An autoimmune condition known as Graves’ disease bears the name of the Irish physician Robert Graves. Gianoukakis claims that the illness is a collection of symptoms. He mentioned that the illness can result in hyperthyroidism and other ailments like skin and eye disorders.
Adults with hyperthyroidism have an excess of thyroid hormone produced by their bodies. Located in the neck, the thyroid is a butterfly-shaped gland that normally secretes hormones that regulate your body temperature, respiration, digestion, and fertility. The body’s metabolism speeds up if it becomes hyperactive, leading to hand tremors, fast weight loss, and irregular heartbeats.
Hair loss, diarrhoea, itchy or bulging eyes, erectile dysfunction, low heat tolerance, irritability, muscle weakness, and breast enlargement in men are other signs and symptoms of Graves’ illness. Changes in the menstrual cycle may occur in women, who are five times more likely than males to suffer the illness.
While some experts blame heredity, others think that environmental pollutants are a contributing cause to Graves’ disease.
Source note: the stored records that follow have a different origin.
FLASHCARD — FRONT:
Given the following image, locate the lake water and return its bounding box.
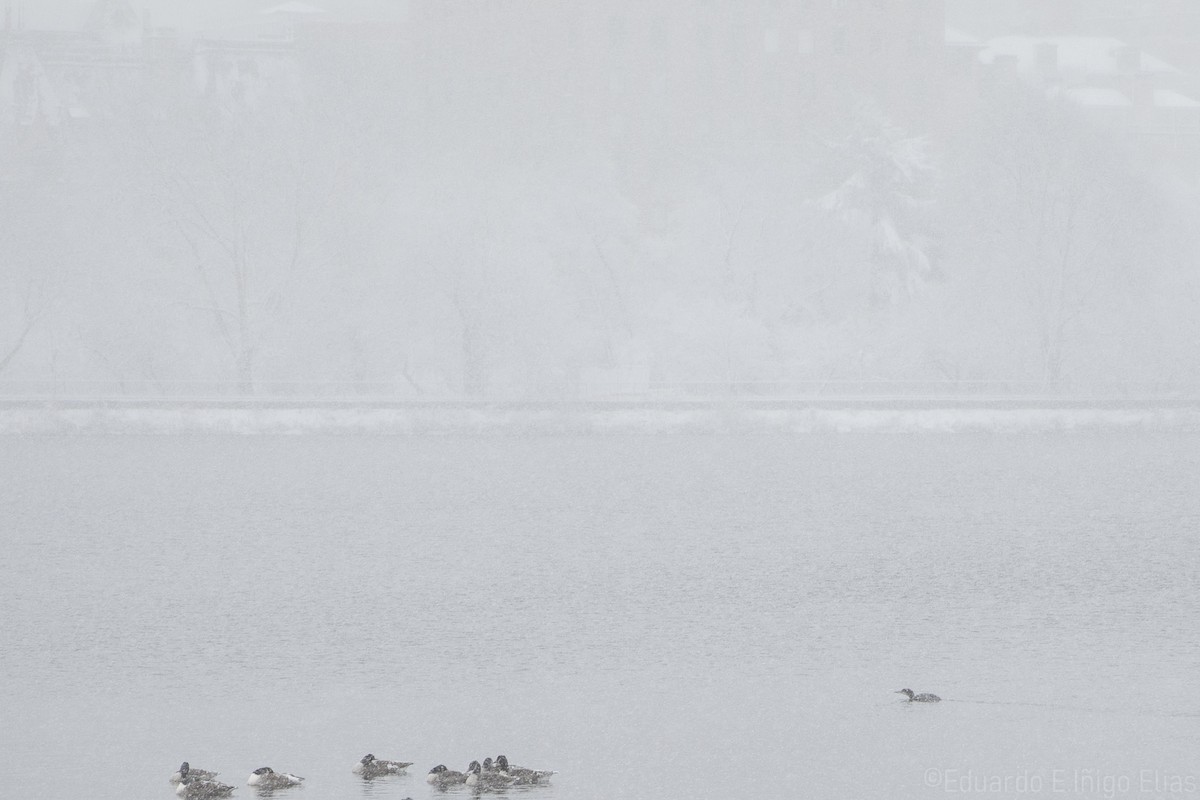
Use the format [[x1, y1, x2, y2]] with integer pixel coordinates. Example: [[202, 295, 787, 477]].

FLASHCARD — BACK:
[[0, 433, 1200, 800]]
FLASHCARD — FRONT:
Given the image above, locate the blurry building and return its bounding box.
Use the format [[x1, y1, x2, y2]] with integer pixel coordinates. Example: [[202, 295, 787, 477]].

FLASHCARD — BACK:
[[979, 35, 1200, 176]]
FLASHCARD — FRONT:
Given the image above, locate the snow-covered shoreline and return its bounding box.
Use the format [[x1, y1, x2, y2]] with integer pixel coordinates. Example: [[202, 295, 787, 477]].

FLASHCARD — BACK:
[[0, 403, 1200, 435]]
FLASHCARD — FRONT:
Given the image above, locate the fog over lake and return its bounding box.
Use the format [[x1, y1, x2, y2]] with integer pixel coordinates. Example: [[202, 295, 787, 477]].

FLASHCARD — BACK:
[[0, 0, 1200, 800]]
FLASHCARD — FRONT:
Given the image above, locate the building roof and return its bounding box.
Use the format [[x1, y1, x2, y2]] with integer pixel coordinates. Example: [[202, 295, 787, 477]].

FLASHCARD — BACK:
[[979, 36, 1180, 77]]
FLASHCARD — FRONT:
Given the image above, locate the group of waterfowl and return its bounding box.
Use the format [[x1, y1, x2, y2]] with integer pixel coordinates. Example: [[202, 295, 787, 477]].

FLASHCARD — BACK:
[[170, 756, 304, 800], [425, 756, 554, 789], [170, 753, 554, 800]]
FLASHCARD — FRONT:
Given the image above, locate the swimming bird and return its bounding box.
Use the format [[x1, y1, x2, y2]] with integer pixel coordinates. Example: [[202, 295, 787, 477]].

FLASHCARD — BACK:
[[463, 762, 517, 789], [354, 753, 413, 778], [175, 775, 233, 800], [169, 762, 217, 783], [246, 766, 304, 789], [425, 764, 467, 786], [496, 756, 554, 784]]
According to Yale Medicine, other plausible extrinsic triggers that may have a connection to the start of Graves’ illness include changes in women’s hormone levels and exposure to bacterial or viral infections.
How to Handle Graves’ Illness
While many individuals are curious about the prognosis of Graves’ disease, the good news is that it is extremely curable and not lethal. In actuality, the symptoms won’t have any effect on life expectancy as long as the illness is properly managed.
Medication is usually the first line of treatment for the illness; methimazole and propylthiouracil, two anti-thyroid medications licenced over 70 years ago, are the two most common ones. After starting recommended medicine, patients usually start feeling better, but it takes a year or so to determine if the thyroid is no longer hyperactive.
Treating Graves’ illness with radioactive iodine, which completely destroys the thyroid, is an alternative.According to Gianoukakis, “radioactive iodine is a radioactive compound.” “If you give patients radars of iodine, the thyroid absorbs it and the thyroid is damaged because the thyroid cells particularly take up iodine to generate thyroid hormone. Therefore, it’s an ineffective way to treat Graves’ disease’s hyperthyroidism component.
After undergoing the more “crude” course of treatment that involves removing the thyroid entirely, patients are left unable to make thyroid hormone naturally and are forced to take synthetic or bioequivalent thyroid hormone preparations produced from animals or plants orally.